The Boat House Inn, Port Royal

The Port Royal dates from Victorian times and is comprised of a number (2) of riverside cottages and an old warehouse. The cottages used to house workers from the Canal.

The pub is named after the Jamaican Port famous for piracy. See the Ancient Quayside and Canal section for more information.

An old photograph of 1910 shows the place to be the HQ of the Exeter Rowing Club. The old boat-house now makes up the restaurant of the present Port Royal. The photo below (1954) shows this quite clearly. The boat-house was re-built in 1952 at a cost of 1600 GBP and was opened by Geoffrey Pring of the City Brewery on 6th June 1952.

The Exeter Rowing Club vacated the club-house at the pub in 1981 and in 1982, the boathouse was converted into a function room.

A "for sale" notice in the EFP (13th January 1853) features a Boat House Inn, a name which the pub briefly adopted during the tenancy of George Webber.
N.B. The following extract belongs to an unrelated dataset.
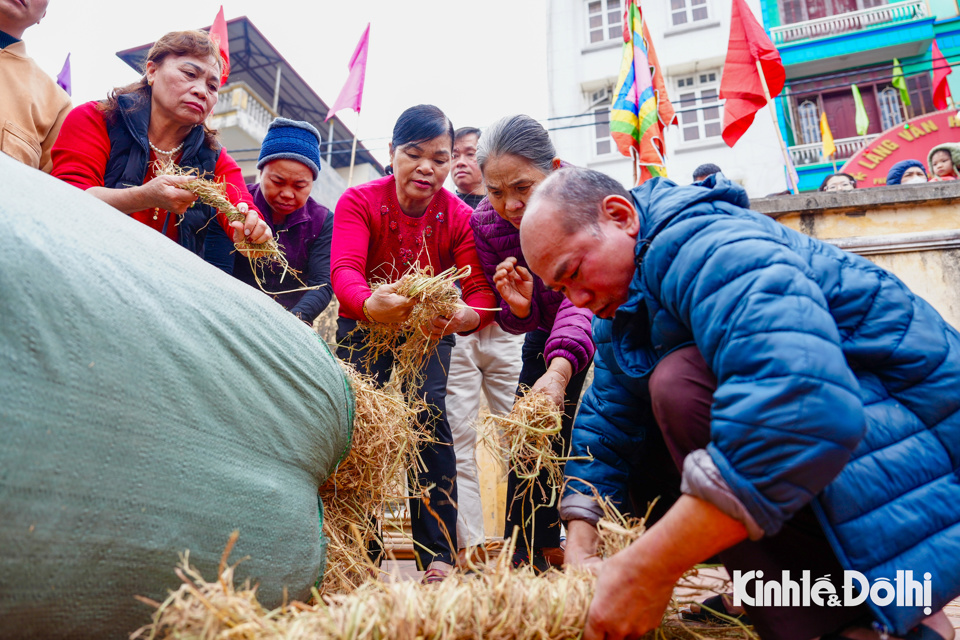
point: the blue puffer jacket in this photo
(836, 385)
It seems that the inn had reverted back to being known as the Port Royal a couple of years later presumably after it was sold. Proof is given by Besley in his " West Of England Almanac", 1853 where he shows John Western at the Port Royal PH and G. Webber at the Boathouse PH, both with the same address of "Lime Kilns". Both men are also listed in other directories as tennants / owners at the Port Royal.

A deed of 1924 states that it "..was with brewhouse, cellar and other outbuildings, yard, boathouse, bagatelle room and premises thereto adjoining."

Newton (1968) mentions that in 1870 it was the venue for the Christmas party of the Trews Weir Mill employees and a soup kitchen was also opened here in 1870 for those not fortunate enough to have regular employment.

The pub was first listed by the historical directories in 1844 (Pigot) with Robert Ulger as resident and again in 1850 (White) with George Webber as resident.
Charles Edwards resident from the mid 1850's ran the pub for 60 odd years. Edwards died in December 1923 aged 93.

Directory Listings.

The pub was bought from the owner, Alfred Dorothy by the City Brewery in 1924.